# Comptia Security Plus



## gdorlexa (May 2, 2009)

Hi all--what is the best Security Plus study guide out there that will increase chances of passing the exam for the first attempt? 

There are so many , it's hard to choose

Likewise for the CISSP


----------



## JMPC (Jan 15, 2011)

The best one is the one that works well for you. I would suggest:
CompTIA Security+: Get Certified Get Ahead: SY0-301 Study Guide: Darril Gibson: 9781463762360: Amazon.com: Books
or
CompTIA Network+ Certification All-in-One Exam Guide, 5th Edition (Exam N10-005): Michael Meyers: 9780071789226: Amazon.com: Books

You could also try:
Professor Messer's Free CompTIA SY0-301 Security+ Training Course | Professor Messer - CompTIA A+, Network+, Security+, Linux, Microsoft Technology Training


----------



## greenbrucelee (Apr 24, 2007)

It depends on your experience level.

Security + isn't an entry level cert and isn't designed for someone who wants to be in security, it is designed for people who work in that area.

CISSP on the other hand is for security pros who have extensive experience in the area.

Security + is a grey area as many people get it without experience and just through study and it doesn't harm them when looking for jobs. However if you got CISSP with no work experience you would find it hard to get a job as its designed as I said for people with extensive experience.

The books mentioned are good ones.


----------



## BosonMichael (Nov 1, 2011)

I can't recall which Security+ book we used for a reference for our practice exam product... will try to remember to check tomorrow.



greenbrucelee said:


> However if you got CISSP with no work experience you would find it hard to get a job as its designed as I said for people with extensive experience.
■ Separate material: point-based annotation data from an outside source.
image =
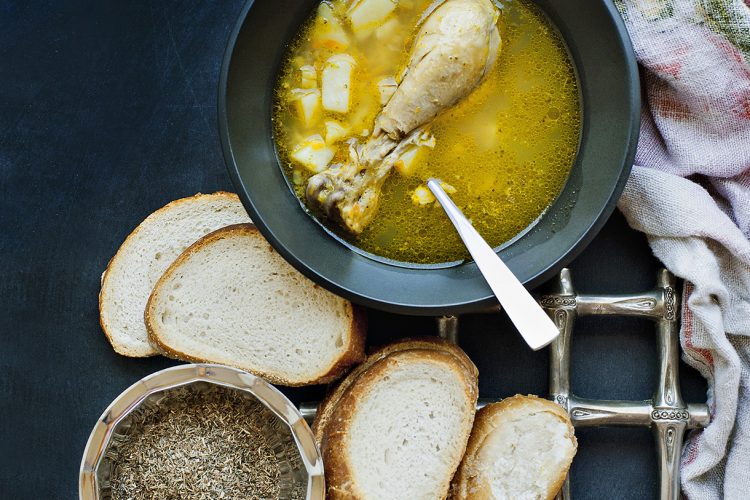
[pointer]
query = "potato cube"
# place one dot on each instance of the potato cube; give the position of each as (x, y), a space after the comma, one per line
(387, 31)
(369, 14)
(408, 160)
(313, 154)
(307, 104)
(422, 196)
(337, 83)
(335, 132)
 You can't get the CISSP without experience. Before you can even register for the exam, you have to submit your resume (complete with relevant work experience) and have another CISSP vouch for you.


----------



## T_Rex (Oct 21, 2012)

You can register for the exam but you can't _take_ it until the resume submission is given and accepted. This varies by submission-to-company. I have helped 11 people submit and pass this exam.


----------